A CONVICTED sex offender has been caught with a number of child abuse images stashed away in his home.

Phillip Bouttell's illicit photographs were discovered by police while they were carrying out a search of his house in Billingham.

The pictures were of young girls being abused, which Teesside Crown Court was told was not his sexual predilection.

The court heard how Bouttell had forgotten he had been given the photographs 15 years ago by someone who he met while ‘cottaging' – looking for sex – in a Middlesbrough park because they were of no interest to him.

Rachel Masters, prosecuting, said: "On March 28, 2018, a search warrant was executed at his home address, the search was for something entirely different. When it was ongoing a number of indecent images of children were found.

"Unusually, they were not computer images, they were hard copies.

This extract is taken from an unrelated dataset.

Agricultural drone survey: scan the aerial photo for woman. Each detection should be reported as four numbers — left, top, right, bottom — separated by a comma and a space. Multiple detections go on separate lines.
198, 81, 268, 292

He said he had been in possession of them for 15 years.

"He said he had been given the by 'Dave' who he met while cottaging in Albert Park.

"He said he wasn't interested in them because they were of young girls and he was interested in young boys."

Bouttell, of Queensway, Billingham, pleaded guilty to possession of one indecent image in category A, the highest category, one in category B and five in category C.

His last conviction for a sex offence was in March 1993 when Bouttell was jailed for 12 years for the rape of an 11-year-old boy in Stockton's Ropner Park.

The court heard how Bouttell, 59, had stayed out of trouble since his release from prison and managed to hold down a job for the last 15 years.

Rod Hunt, mitigating, said urged the judge to pass a non-custodial sentence given his early guilty pleas to the three charges.

He said: "He has held down a job for 15 years. Other than this, he has rehabilitated himself and is a hardworking, tax-paying member of society.

"He has managed to keep his job while others have been losing their's during the virus period – he is obviously a valued member of staff."

Judge Deborah Sherwin sentenced Bouttell to a two year community order and ordered him to carry out 30 rehabilitation activity requirement days.

She said the defendant would benefit from the interaction with the authorities as a way of addressing some of the worrying behaviour which had been identified in a pre-sentence report.

"These were hard copies rather than something on the internet," she said. "The explanation you gave, I was a little bit sceptical about.

"These were images that were given to you some years ago and you failed to get rid of.

"They certainly don't reflect your sexual interests."

Bouttell was reminded that he would remain on the sex offenders' register for life but an application for a sexual harm prevention order was refused.